A group of 400 Russian sailors are scheduled to arrive in France later this month for training on the first of the two carriers, The Wall Street Journal reported Wednesday.

The decision to move forward with the training suggests Paris intends to fulfill the $1.6 billion order from Moscow, despite concerns the ships will bolster Russian naval power by enabling amphibious attacks.

The U.S. and European Union have imposed economic sanctions on top officials in Russia after the country annexed Crimea and showed support for separatists in eastern and southern regions of Ukraine. But so far, the West has resisted calls for broad sanctions on whole sectors of the Russian economy.

French President François Hollande has said he will wait until autumn before making a final decision on the delivery of the ships.

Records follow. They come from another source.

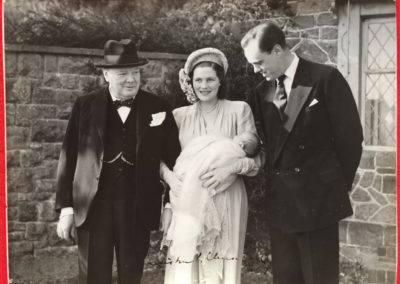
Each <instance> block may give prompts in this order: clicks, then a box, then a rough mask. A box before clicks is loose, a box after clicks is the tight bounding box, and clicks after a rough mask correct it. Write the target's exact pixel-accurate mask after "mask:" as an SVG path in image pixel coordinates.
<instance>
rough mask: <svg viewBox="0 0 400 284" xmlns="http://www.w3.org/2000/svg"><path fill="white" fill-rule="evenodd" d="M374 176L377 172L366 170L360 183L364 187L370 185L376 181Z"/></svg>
mask: <svg viewBox="0 0 400 284" xmlns="http://www.w3.org/2000/svg"><path fill="white" fill-rule="evenodd" d="M374 177H375V172H364V174H363V175H362V177H361V180H360V183H359V184H360V185H361V186H362V187H369V186H371V185H372V182H373V181H374Z"/></svg>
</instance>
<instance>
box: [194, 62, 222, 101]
mask: <svg viewBox="0 0 400 284" xmlns="http://www.w3.org/2000/svg"><path fill="white" fill-rule="evenodd" d="M220 85H221V82H220V80H219V78H218V76H217V72H215V70H214V69H213V68H212V67H210V66H198V67H196V68H195V69H194V71H193V89H194V92H195V93H196V96H197V97H198V98H199V100H200V101H201V102H213V101H217V100H218V97H217V93H218V89H219V86H220Z"/></svg>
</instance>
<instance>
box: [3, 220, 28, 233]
mask: <svg viewBox="0 0 400 284" xmlns="http://www.w3.org/2000/svg"><path fill="white" fill-rule="evenodd" d="M7 225H8V226H7V227H8V231H9V232H16V231H22V232H24V234H25V230H26V224H25V223H22V222H14V221H11V222H8V224H7Z"/></svg>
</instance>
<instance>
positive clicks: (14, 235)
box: [7, 232, 25, 243]
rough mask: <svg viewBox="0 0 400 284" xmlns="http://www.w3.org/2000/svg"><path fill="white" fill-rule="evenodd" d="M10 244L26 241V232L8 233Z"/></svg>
mask: <svg viewBox="0 0 400 284" xmlns="http://www.w3.org/2000/svg"><path fill="white" fill-rule="evenodd" d="M7 236H8V242H9V243H11V242H19V241H24V240H25V233H24V232H10V233H8V235H7Z"/></svg>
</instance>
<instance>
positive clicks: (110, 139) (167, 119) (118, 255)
mask: <svg viewBox="0 0 400 284" xmlns="http://www.w3.org/2000/svg"><path fill="white" fill-rule="evenodd" d="M146 63H147V60H146V59H141V58H139V57H138V54H137V51H136V47H135V45H134V43H133V42H132V41H131V40H121V41H114V40H110V41H107V42H106V44H105V47H104V62H103V63H102V64H99V65H98V66H99V67H101V68H102V70H103V75H104V77H105V80H106V81H107V82H108V88H105V89H101V90H97V91H95V92H93V93H91V94H88V95H85V96H82V97H79V98H78V99H77V100H76V102H75V104H74V107H73V109H72V113H71V117H70V120H69V123H68V127H67V131H66V134H65V138H64V142H63V146H62V150H61V155H60V160H59V165H58V174H57V194H56V210H58V211H61V214H60V220H59V223H58V227H57V233H58V235H59V236H60V237H61V238H63V239H66V240H70V239H71V237H73V232H74V227H76V229H77V230H76V232H77V236H76V237H77V244H78V251H79V283H88V284H102V283H104V284H111V282H112V263H113V256H114V250H115V254H116V258H117V259H116V260H117V269H118V283H119V284H124V283H130V284H132V283H140V280H141V277H142V272H143V264H144V258H145V257H146V254H147V251H148V248H149V232H150V230H155V229H158V227H159V220H160V209H161V197H162V194H163V187H162V185H161V183H160V176H159V165H160V161H161V160H162V161H164V162H165V163H166V164H167V166H168V167H170V168H172V167H173V165H174V163H175V160H176V158H177V156H178V155H179V153H180V146H179V141H178V129H177V126H176V123H175V121H174V118H173V116H172V113H171V109H170V107H169V105H168V104H167V102H165V101H164V100H162V99H161V98H159V97H157V96H155V95H153V94H150V93H148V92H145V91H143V90H141V89H140V66H142V65H145V64H146ZM73 223H74V225H73Z"/></svg>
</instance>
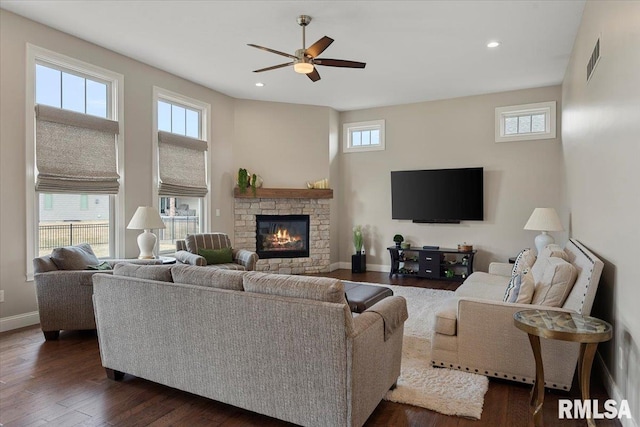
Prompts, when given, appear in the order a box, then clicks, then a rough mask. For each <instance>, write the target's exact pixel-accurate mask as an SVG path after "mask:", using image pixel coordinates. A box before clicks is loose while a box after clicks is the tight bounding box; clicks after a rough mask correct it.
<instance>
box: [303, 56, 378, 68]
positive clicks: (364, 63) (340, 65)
mask: <svg viewBox="0 0 640 427" xmlns="http://www.w3.org/2000/svg"><path fill="white" fill-rule="evenodd" d="M313 63H314V64H316V65H324V66H327V67H346V68H364V67H365V66H366V65H367V63H366V62H357V61H345V60H344V59H324V58H317V59H314V60H313Z"/></svg>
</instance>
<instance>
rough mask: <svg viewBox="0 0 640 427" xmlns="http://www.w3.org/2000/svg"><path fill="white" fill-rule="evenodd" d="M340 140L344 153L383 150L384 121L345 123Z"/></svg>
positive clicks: (343, 125)
mask: <svg viewBox="0 0 640 427" xmlns="http://www.w3.org/2000/svg"><path fill="white" fill-rule="evenodd" d="M342 138H343V140H342V151H343V152H345V153H354V152H357V151H379V150H384V149H385V145H384V144H385V143H384V120H373V121H370V122H358V123H345V124H344V125H343V136H342Z"/></svg>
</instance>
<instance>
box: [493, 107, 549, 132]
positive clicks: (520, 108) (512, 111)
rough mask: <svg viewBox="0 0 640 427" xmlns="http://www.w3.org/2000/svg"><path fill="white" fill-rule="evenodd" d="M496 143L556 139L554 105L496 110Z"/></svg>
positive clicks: (512, 108)
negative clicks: (537, 139) (552, 138)
mask: <svg viewBox="0 0 640 427" xmlns="http://www.w3.org/2000/svg"><path fill="white" fill-rule="evenodd" d="M495 126H496V142H511V141H527V140H533V139H551V138H555V137H556V103H555V101H554V102H540V103H537V104H526V105H513V106H510V107H499V108H496V125H495Z"/></svg>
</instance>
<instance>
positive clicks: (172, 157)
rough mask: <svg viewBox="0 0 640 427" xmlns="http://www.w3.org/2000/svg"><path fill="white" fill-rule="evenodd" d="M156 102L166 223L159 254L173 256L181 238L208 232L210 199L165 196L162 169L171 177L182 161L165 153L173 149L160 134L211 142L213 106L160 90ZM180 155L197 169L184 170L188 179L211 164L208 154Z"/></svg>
mask: <svg viewBox="0 0 640 427" xmlns="http://www.w3.org/2000/svg"><path fill="white" fill-rule="evenodd" d="M154 103H155V107H156V112H157V114H156V126H155V129H154V131H155V132H154V133H155V134H156V135H157V136H158V137H157V138H156V141H155V144H156V147H157V150H158V158H157V161H156V166H155V168H156V176H157V177H158V178H157V179H158V180H159V182H161V184H160V185H159V192H160V194H159V197H158V210H159V212H160V216H161V217H162V221H163V222H164V224H165V228H164V229H163V230H158V253H171V252H174V251H175V241H176V240H177V239H184V238H185V237H186V235H187V234H193V233H199V232H202V230H203V229H204V224H203V223H204V221H203V218H204V217H205V207H206V203H205V198H206V196H204V197H199V196H195V195H193V194H188V193H187V192H185V193H182V192H175V191H171V190H170V191H169V193H171V194H165V192H166V191H167V190H166V189H165V187H164V184H162V182H163V181H162V175H163V173H162V170H161V169H159V168H163V167H164V168H165V175H167V173H166V172H167V171H166V169H167V167H168V166H176V165H178V164H179V163H177V162H179V161H180V159H179V158H178V157H174V155H178V153H177V152H173V151H163V148H162V147H164V149H167V148H168V147H169V146H168V145H167V144H166V143H164V144H163V142H162V138H160V135H159V134H158V131H159V132H160V133H162V132H169V133H171V134H176V135H180V136H184V137H187V138H194V139H196V140H200V141H207V122H206V118H207V114H208V113H207V112H208V110H209V105H208V104H204V103H202V102H200V101H198V100H195V99H191V98H188V97H185V96H183V95H180V94H177V93H173V92H170V91H167V90H164V89H160V88H157V87H155V88H154ZM159 144H160V145H159ZM183 148H186V147H183ZM174 149H175V147H174V148H172V150H174ZM203 154H204V155H203ZM180 156H188V157H189V158H190V159H191V160H190V162H191V161H192V163H190V164H191V165H192V166H193V167H192V168H190V169H189V171H186V170H185V171H184V172H185V176H186V172H194V171H195V172H198V168H196V166H202V167H203V168H204V167H205V164H206V163H207V162H206V159H207V154H206V152H204V153H202V152H200V155H198V152H197V151H189V150H187V151H185V152H182V153H181V154H180ZM200 161H202V162H203V164H202V165H198V164H197V163H196V162H200ZM163 165H164V166H163ZM203 168H201V169H202V171H201V172H202V173H201V175H202V176H201V179H202V181H203V182H204V181H206V179H207V177H206V169H203ZM182 170H184V168H183V169H182ZM199 176H200V175H199Z"/></svg>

The White House said it did not expect the ships to be a sticking point when President Obama and Hollande dine together Thursday night. The president is traveling to France to mark the 75th anniversary of D-Day.

“We’ve been raising this particular issue with the French for some time," Rhodes said. "I don’t think it will be a focal point.”

And Rhodes said the U.S. was sympathetic to juggling the concerns of its European allies while looking to impose costs over Russian aggression in Ukraine.

“Different European countries have different areas where they have legal relationships with Russia," Rhodes said. "For Germany, it’s energy. For [the] United Kingdom, it’s in finance. For France, it’s in the defense sector. These types of issues, as we impose sanctions and impose costs, there are complications for every country involved. We have companies that do business with Russia, too.

“We try to coordinate our sanctions in a way that we’re all sharing some of the burden."